2022 05 14 Tag der Entscheidungen: Hü,hott! Sturm!

Mittagsposition: 38° 48.5' N 048° 19.5' W, Etmal: 88,1 nm

Das Logbuch ist heute voller Einträge. Mit Wachwechsel um 04:00 Uhr beginne ich „nachzujustieren“.

Zunächst wird die Fock ausgerefft. Nachdem ich beim morgendlichen Funken die Wetterdetails für die nächsten 24 Stunden geholt habe: Großer Schreck! Der Kurs führt uns direkt in die Zentren zweier Starkwindgebiete, die aus Nordwest auf uns zurauschen. Im Zentrum bis zu 50 Knoten. Und normalerweise haben die Böen dann eher 5 mehr. 55 Knoten sind das Ende von „Schwerer Sturm“ und es beginnt „Orkan“. Das will ich nun gar nicht. Deshalb um 07:45 Uhr erst mal Groß geborgen und Fock klein gemacht. Auf der Stelle treten und die Dinger vor uns passieren lassen.

Dann noch mal das Wetter des Tages durchlaufen lassen. Nee – auf der Stelle wird auch ungemütlich werden! Also – weitere Entscheidung: Fock ausreffen und nach Süden abhauen. Der Wind soll ja erst mal noch schwächer werden. Aber jede Meile zählt.

Michèle berichtet!

Ich werde heute morgen wach durch Chrischans Ausreffmanöver; die angesagte Flaute ist also im Anmarsch. Und die See ist etwas ruhiger als gestern. Angenehm. Als ich jedoch in einen sonnendurchfluteten Salon hochkomme, sehe ich in ein seeehr griesgrämiges Gesicht. Was ist los?

Zum einen bescheinigt uns die Großwetterlage die vorhergesagten, uns treffenden 30kn, nur mehr bloß als laues Lüftchen. So stehen jetzt plötzlich 2 kurz aufeinander folgende Sturmgebiete mit 50kn Wind an!!!! Die uns auf diesem Kurs genau mittig treffen!! Wir motoren also jetzt volle Kraft voraus Richtung Süden um den beiden Sturmgebieten auszuweichen und hoffen auf ein laues Lüftchen von nur mehr 30 kn Wind. Ein Gutes hat das Ganze aber: da wir uns wieder von unserem Ziel entfernen, können wir, wie Brigitte meint, ein zweites Mal auf die halbe zurückgelegte Strecke anstoßen! ;-))

Zum anderen hat er auf der Nachtwache gefroren wie ein tiefgekühlter Hering und ist gerade erst dabei wieder aufzutauen.
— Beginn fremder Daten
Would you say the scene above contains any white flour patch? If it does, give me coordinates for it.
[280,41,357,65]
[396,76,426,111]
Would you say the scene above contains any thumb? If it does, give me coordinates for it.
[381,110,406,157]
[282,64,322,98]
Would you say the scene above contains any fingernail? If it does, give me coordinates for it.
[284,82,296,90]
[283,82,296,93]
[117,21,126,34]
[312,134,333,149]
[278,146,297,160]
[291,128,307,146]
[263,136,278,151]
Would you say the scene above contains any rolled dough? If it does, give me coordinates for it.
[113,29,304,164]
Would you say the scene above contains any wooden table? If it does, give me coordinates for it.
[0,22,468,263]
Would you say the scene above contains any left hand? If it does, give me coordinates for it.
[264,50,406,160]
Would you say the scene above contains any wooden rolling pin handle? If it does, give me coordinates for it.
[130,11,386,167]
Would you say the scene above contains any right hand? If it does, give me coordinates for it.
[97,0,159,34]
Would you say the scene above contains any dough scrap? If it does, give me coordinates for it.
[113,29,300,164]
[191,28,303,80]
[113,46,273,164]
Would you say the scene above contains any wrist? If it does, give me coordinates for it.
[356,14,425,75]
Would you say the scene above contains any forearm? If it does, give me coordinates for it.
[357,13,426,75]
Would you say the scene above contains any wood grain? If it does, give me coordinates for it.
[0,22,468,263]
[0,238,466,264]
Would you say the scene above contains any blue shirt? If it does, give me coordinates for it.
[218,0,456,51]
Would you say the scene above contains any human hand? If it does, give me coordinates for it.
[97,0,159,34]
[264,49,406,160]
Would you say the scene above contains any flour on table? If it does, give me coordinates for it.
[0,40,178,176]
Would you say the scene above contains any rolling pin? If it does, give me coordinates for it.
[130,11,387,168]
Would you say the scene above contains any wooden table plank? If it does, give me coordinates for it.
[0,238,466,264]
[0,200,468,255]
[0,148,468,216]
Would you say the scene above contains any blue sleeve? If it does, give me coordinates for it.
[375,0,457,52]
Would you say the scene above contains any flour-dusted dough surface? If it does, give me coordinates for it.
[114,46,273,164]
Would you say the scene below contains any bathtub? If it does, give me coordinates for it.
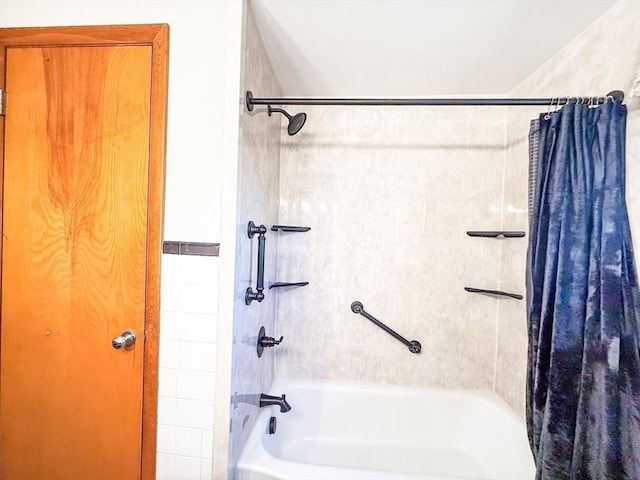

Auch ein Kaffeefilter im Waschbecken deutet auf zusätzliche Aktivität hin, die mich jedoch etwas stutzen lässt. Brüht sich Chrischan doch nie selber einen Kaffee auf und Brigitte trinkt in ihrer Nachtwache nur warme Brühe, da sie sonst nicht einschlafen kann. Hmmm??? Auf Nachfrage erfahre ich, dass die arme Wutz Brigitte um halb 8 vor Kälte wach geworden ist, dann in den schon etwas aufgewärmten Salon kam, sich einen Kaffee gemacht hat und dann wieder mit einer Wärmflasche im Bett verschwunden ist. Diesmal konnte sie aber trotz Kaffees schlafen!! :-)) (Nein, nein, wir kümmern uns schon um unsere Gäste: eine 2. Decke hat sie schon bekommen! Jetzt gibt’s noch eine 3. dazu – wir haben sie ja!)
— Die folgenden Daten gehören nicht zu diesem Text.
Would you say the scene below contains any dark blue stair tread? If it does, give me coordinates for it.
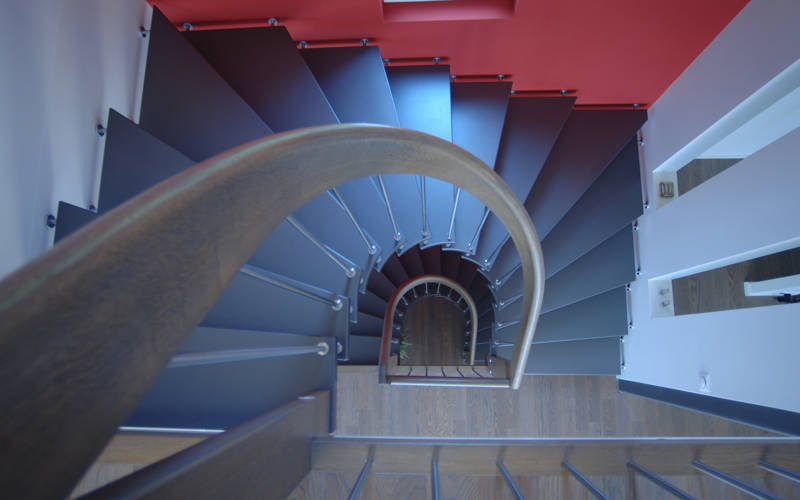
[525,110,647,239]
[420,245,442,274]
[367,270,397,302]
[487,238,520,286]
[491,268,520,304]
[381,174,422,251]
[350,312,383,337]
[442,251,461,279]
[495,97,575,200]
[477,97,575,265]
[337,178,396,269]
[495,287,628,344]
[125,328,336,429]
[248,220,357,305]
[386,65,453,249]
[451,82,511,252]
[139,8,272,161]
[542,137,643,278]
[386,65,453,142]
[293,191,378,290]
[381,255,408,288]
[300,47,400,127]
[540,225,636,313]
[358,290,387,318]
[400,246,425,278]
[97,109,195,213]
[421,177,454,248]
[471,213,508,267]
[185,26,339,132]
[201,273,349,346]
[55,201,100,243]
[450,82,511,168]
[516,337,620,375]
[533,287,628,344]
Jetzt, bei noch ruhiger See, wird etwas Wasser gemacht und geduscht. Dazu das Boot sturmfest machen. Überflüssiges wegräumen, nichts bleibt an Deck, was da nicht gebraucht wird. Dann werden wir der Dinge harren, die da kommen werden. Sollte dies also der letzte Bericht sein, so wisst Ihr was passiert ist! ;-)))
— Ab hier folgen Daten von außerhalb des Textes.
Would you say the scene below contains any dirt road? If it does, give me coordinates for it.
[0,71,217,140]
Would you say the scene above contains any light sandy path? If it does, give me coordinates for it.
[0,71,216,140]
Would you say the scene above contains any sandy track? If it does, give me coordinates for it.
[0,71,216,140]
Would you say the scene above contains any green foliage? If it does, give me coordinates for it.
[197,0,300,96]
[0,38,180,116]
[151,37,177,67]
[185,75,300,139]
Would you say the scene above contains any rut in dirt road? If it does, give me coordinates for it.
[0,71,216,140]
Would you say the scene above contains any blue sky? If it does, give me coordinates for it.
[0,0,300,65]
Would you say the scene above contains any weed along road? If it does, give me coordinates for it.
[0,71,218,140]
Auf Nachfrage per Mail bekommen wir von Sebastian – unserem Wetterberater – das Go: JA – südliches Ausweichen ist gut. Die beiden Starkwindfelder sollten bald 100 Meilen vor uns durchgehen. Aber sie sind nun etwas weiter südwestlich – und damit voll bei uns. So machen wir – teils unter Motor – 40 Meilen, bis es uns dann erwischt: In der Nacht laufen wir unter Fock mit Reff 3 – da bleibt nur ein kleiner Fetzen stehen – mit Wind zwischen 35 und 40 Knoten OstSüdOst. In den Böen haben wir dann 45 Knoten. Das reicht. Mit 130° - 150° Wind von achtern läßt sich das aushalten. Aber wir erwarten doch den Morgen, da soll es dann abflauen, leider auch auf Nord drehen. Am Ende der Nacht sind wir aber über 70 Meilen näher an die Azoren gekommen.